You must tell make about all the dependencies of each target. If you do not, it will not recompile the target when the dependent file changes. For C / C ++, many compilers can generate dependency information in a format understood by make. For other utilities, however, the situation is much worse. Let's say we have a Python script that includes other modules. Changes in the script lead to a change in its results; this is obvious and easy to make in the makefile. But a change in one of the modules can also change the output of the script. A full description of all these dependencies and keeping them up to date is a non-trivial task.

Using the label "time of last file modification"

make determines that the target requires rebuilding by comparing its “last modification time” with the same time for its dependencies. There is no analysis of the contents of the file, only a comparison of their times. But using this file system information is not always reliable, especially in a networked environment. The system clock may lag, sometimes other programs may force the time they need to modify the files, overwriting the "real" value. When this happens, make does not rebuild the goals that need to be rebuilt. The result is only a partial recompilation.

Command line options

When a parameter string of a program changes, its results can also change (for example, a change in -Doption, which is passed to the C preprocessor). make will not recompile in this case, which will result in incorrect intermediate recompilation.

You can try to protect yourself from this by adding a Makefile to each target. However, this approach is unreliable, as you may miss a target. Moreover, Makefiles may include other Makefiles, which may also include Makefiles. You will need to list them all and keep this list up to date. In addition, many changes to makefiles are minor. You most likely do not want to recompile the entire project just because you changed the comment in the makefile.

Inheritance of environment variables and dependency on them

Not only each environment variable becomes a make variable, but also these variables are passed to every program that make runs. Since each user has his own set of environment variables, two users running the same assembly can get different results.
Changing any environment variable passed to the child process can change its output. That is, such a situation should initiate a rebuild, but make will not.
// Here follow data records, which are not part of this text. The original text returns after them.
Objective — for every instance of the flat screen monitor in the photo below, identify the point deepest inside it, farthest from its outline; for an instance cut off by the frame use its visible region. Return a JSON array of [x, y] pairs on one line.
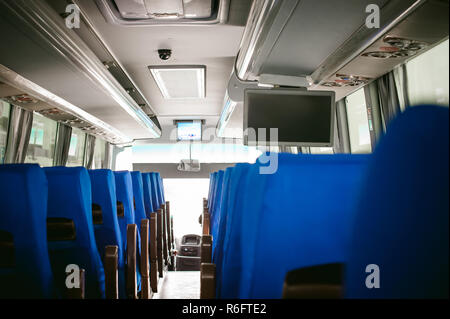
[[189, 130], [302, 118]]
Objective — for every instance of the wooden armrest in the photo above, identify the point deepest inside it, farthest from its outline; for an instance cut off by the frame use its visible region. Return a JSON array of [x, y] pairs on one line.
[[165, 234], [205, 222], [131, 281], [78, 293], [207, 281], [206, 249], [153, 253], [145, 290], [111, 262]]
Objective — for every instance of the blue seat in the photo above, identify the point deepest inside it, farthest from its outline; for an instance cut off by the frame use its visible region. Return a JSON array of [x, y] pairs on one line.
[[220, 210], [212, 176], [304, 219], [124, 193], [106, 223], [402, 217], [213, 191], [25, 270], [231, 269], [124, 197], [70, 205], [148, 201], [225, 222]]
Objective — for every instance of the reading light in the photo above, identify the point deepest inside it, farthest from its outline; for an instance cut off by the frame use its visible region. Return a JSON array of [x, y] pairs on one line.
[[180, 82]]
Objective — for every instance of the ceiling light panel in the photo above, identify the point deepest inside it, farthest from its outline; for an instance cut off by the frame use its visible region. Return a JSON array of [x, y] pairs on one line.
[[165, 9], [180, 82]]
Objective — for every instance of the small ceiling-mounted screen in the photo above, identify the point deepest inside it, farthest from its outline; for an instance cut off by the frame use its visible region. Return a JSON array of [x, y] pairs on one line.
[[301, 118], [189, 130]]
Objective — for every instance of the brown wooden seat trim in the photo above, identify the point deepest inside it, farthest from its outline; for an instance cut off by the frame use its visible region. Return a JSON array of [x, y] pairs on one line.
[[111, 262]]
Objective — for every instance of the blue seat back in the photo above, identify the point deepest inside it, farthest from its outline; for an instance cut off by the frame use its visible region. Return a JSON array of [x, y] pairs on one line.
[[231, 269], [124, 193], [218, 192], [25, 271], [70, 197], [305, 219], [107, 232], [148, 201], [402, 217], [160, 188]]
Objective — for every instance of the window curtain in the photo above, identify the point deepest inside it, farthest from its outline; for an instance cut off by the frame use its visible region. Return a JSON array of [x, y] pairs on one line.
[[89, 152], [342, 137], [401, 81], [388, 98], [21, 122], [108, 161], [373, 112], [62, 145]]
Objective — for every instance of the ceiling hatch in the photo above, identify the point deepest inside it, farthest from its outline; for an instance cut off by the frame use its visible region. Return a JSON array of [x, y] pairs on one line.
[[180, 82]]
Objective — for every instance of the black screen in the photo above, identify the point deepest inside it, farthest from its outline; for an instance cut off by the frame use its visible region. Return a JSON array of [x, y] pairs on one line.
[[301, 117]]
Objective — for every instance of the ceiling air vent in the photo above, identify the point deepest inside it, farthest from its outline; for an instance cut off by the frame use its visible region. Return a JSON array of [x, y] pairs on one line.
[[151, 12], [397, 48], [180, 82]]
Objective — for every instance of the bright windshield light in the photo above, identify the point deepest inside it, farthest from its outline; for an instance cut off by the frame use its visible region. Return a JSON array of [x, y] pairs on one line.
[[189, 131]]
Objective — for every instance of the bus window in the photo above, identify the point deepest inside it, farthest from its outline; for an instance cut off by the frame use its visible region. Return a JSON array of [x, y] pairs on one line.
[[41, 148], [76, 148], [428, 77], [4, 122], [358, 124]]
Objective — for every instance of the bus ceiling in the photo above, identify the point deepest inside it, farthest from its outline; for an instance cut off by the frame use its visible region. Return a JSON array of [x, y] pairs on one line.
[[138, 68]]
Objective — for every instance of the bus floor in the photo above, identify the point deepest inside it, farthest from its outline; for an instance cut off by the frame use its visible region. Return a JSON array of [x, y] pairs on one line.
[[179, 285]]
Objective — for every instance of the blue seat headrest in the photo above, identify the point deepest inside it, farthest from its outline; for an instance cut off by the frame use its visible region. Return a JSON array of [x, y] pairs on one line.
[[70, 201], [402, 217], [154, 191], [148, 200], [25, 270], [104, 194], [138, 197]]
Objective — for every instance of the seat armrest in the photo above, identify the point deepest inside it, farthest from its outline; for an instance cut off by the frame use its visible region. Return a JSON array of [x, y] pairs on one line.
[[131, 281], [78, 293], [205, 222], [153, 253], [315, 282], [111, 261]]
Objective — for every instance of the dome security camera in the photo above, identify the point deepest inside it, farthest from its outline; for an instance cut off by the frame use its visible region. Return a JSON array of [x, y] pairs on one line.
[[165, 54]]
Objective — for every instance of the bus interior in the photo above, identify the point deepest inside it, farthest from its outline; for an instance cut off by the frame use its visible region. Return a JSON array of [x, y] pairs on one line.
[[224, 149]]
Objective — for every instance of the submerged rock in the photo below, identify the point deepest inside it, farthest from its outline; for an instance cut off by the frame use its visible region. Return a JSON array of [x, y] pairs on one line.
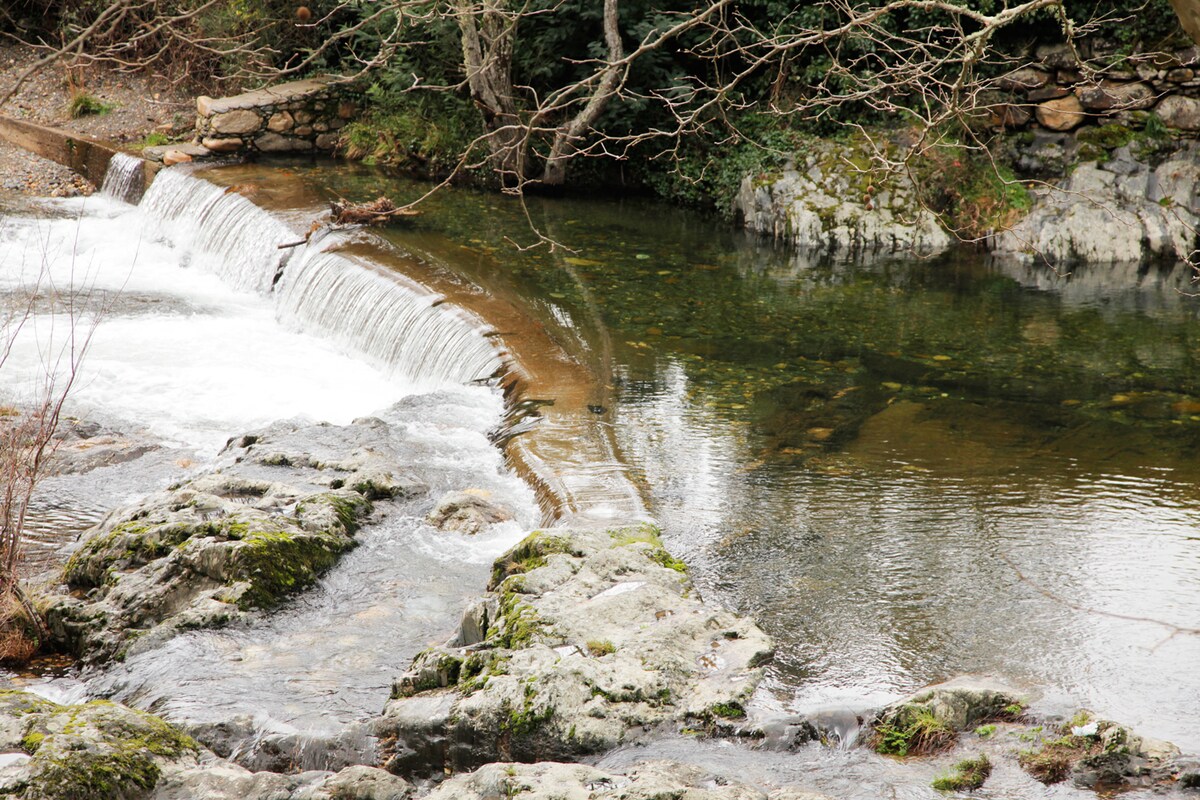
[[106, 751], [466, 512], [586, 638], [929, 721], [647, 781], [277, 511]]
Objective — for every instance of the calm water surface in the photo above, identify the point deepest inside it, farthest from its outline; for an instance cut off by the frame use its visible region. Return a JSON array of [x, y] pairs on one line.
[[906, 470]]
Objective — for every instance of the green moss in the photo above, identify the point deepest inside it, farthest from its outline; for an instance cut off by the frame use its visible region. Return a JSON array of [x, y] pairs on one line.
[[600, 648], [84, 104], [727, 710], [528, 717], [912, 731], [280, 563], [529, 554], [969, 775]]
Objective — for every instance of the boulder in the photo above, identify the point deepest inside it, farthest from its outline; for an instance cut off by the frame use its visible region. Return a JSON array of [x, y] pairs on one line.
[[466, 512], [826, 205], [279, 510], [586, 638], [240, 121], [1061, 114], [94, 751], [1123, 210], [222, 145]]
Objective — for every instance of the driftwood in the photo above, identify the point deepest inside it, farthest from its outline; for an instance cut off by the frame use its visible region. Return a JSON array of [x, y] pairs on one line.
[[366, 214]]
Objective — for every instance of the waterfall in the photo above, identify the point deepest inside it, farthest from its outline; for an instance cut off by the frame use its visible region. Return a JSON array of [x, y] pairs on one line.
[[123, 180], [225, 233], [363, 307], [397, 325]]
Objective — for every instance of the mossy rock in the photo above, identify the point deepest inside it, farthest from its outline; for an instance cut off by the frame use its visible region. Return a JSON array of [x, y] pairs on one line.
[[94, 751]]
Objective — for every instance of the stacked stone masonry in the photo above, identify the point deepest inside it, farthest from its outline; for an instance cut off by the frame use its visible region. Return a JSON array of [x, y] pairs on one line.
[[1055, 92], [299, 116]]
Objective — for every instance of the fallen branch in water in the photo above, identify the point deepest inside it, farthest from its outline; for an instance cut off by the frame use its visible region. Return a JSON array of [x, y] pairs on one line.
[[367, 214]]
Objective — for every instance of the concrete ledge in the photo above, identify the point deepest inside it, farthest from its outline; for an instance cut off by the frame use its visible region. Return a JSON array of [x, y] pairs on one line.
[[84, 155]]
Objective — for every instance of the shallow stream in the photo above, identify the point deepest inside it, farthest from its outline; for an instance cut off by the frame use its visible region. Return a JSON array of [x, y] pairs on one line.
[[905, 470]]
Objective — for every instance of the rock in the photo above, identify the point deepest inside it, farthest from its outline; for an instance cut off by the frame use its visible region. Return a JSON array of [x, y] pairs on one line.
[[1024, 79], [960, 704], [1061, 114], [94, 751], [1008, 115], [280, 122], [1111, 96], [241, 121], [466, 512], [277, 143], [222, 145], [173, 157], [366, 783], [647, 781], [597, 635], [1101, 216], [829, 208], [1180, 113], [279, 510]]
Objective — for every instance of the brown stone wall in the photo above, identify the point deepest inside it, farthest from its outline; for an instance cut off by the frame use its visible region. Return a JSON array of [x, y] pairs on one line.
[[300, 116], [1055, 94]]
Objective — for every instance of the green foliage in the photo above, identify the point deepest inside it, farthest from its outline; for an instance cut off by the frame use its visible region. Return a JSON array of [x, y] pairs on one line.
[[912, 731], [985, 731], [969, 775], [84, 104], [425, 133]]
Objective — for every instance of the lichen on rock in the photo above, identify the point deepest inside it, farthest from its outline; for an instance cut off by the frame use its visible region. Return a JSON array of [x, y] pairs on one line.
[[276, 512], [520, 680]]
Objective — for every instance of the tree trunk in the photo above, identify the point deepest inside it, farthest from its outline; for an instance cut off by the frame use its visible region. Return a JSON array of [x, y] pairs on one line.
[[487, 37], [607, 83]]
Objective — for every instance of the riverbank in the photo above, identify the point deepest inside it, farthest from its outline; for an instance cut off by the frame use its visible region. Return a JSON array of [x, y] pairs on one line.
[[127, 108]]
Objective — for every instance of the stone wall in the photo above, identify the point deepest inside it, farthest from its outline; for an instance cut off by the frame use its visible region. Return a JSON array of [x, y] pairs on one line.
[[1054, 92], [299, 116]]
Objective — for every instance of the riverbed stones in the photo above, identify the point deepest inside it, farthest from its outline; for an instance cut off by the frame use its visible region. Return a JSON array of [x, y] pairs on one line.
[[588, 638], [654, 780], [466, 512], [279, 509]]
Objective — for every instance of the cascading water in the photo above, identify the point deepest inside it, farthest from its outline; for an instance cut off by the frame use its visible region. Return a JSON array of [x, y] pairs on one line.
[[202, 340], [124, 180], [399, 326]]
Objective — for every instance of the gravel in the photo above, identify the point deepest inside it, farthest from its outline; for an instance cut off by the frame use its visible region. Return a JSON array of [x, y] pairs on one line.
[[139, 104]]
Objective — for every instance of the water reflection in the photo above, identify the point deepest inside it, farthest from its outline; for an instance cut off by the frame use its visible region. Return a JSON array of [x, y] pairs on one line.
[[906, 470]]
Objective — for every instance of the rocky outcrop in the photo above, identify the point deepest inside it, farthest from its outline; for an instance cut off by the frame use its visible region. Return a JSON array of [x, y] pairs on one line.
[[298, 116], [466, 512], [826, 204], [280, 507], [647, 781], [1121, 209], [106, 751], [586, 638]]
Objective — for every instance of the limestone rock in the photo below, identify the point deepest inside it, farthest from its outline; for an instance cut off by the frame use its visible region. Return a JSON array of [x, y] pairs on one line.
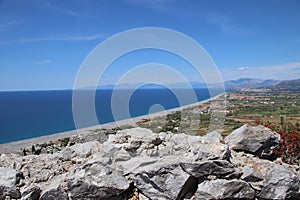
[[160, 180], [32, 193], [251, 175], [96, 181], [256, 140], [206, 168], [9, 192], [7, 176], [280, 184], [224, 189], [54, 194]]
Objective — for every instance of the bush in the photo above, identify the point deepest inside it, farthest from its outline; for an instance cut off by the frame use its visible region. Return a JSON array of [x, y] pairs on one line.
[[289, 146]]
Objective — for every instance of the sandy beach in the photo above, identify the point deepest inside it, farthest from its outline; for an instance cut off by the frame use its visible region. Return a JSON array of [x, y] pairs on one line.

Multiple Concurrent Sessions

If you run two instances of make in the same directory at the same time, they will collide when they try to compile the same files. Most likely, one of them (or even both) will crash.

Editing files during rebuilding.

If you edited and saved the file while make was working, the result cannot be predicted. Maybe make will pick up these changes correctly, or maybe not, and you will need to run make again. Or, if you're unlucky, saving can happen at such a moment that some of the goals will require rebuilding, but subsequent make runs will not find this.

Delete unnecessary files

Suppose your project originally used the file foo.c, but later this file was deleted from the project and from the makefile. The temporary object file foo.o will remain. This is usually acceptable, but such files can accumulate over time and sometimes lead to problems. For example, they may be mistakenly selected during a vpath search. Another example: let's say one of the files previously generated by make during assembly is now put into the version control system. The rule that generated this file is also removed from the makefile. However, version control systems usually do not overwrite files if they see that a non-versioned file with the same name already exists (for fear of deleting something important). If you didn’t pay attention to the error message, didn’t delete this file manually and didn’t re-update the source directory,

File Name Normalization

You can access the same file using different paths. Without even taking into account the hard and symbolic links, foo.c, ./foo.c, ../bar/foo.c, /home/user/bar/foo.c can point to the same file. make should handle them appropriately, however he does not.
The problem is even worse under Windows, where the file system is not case sensitive.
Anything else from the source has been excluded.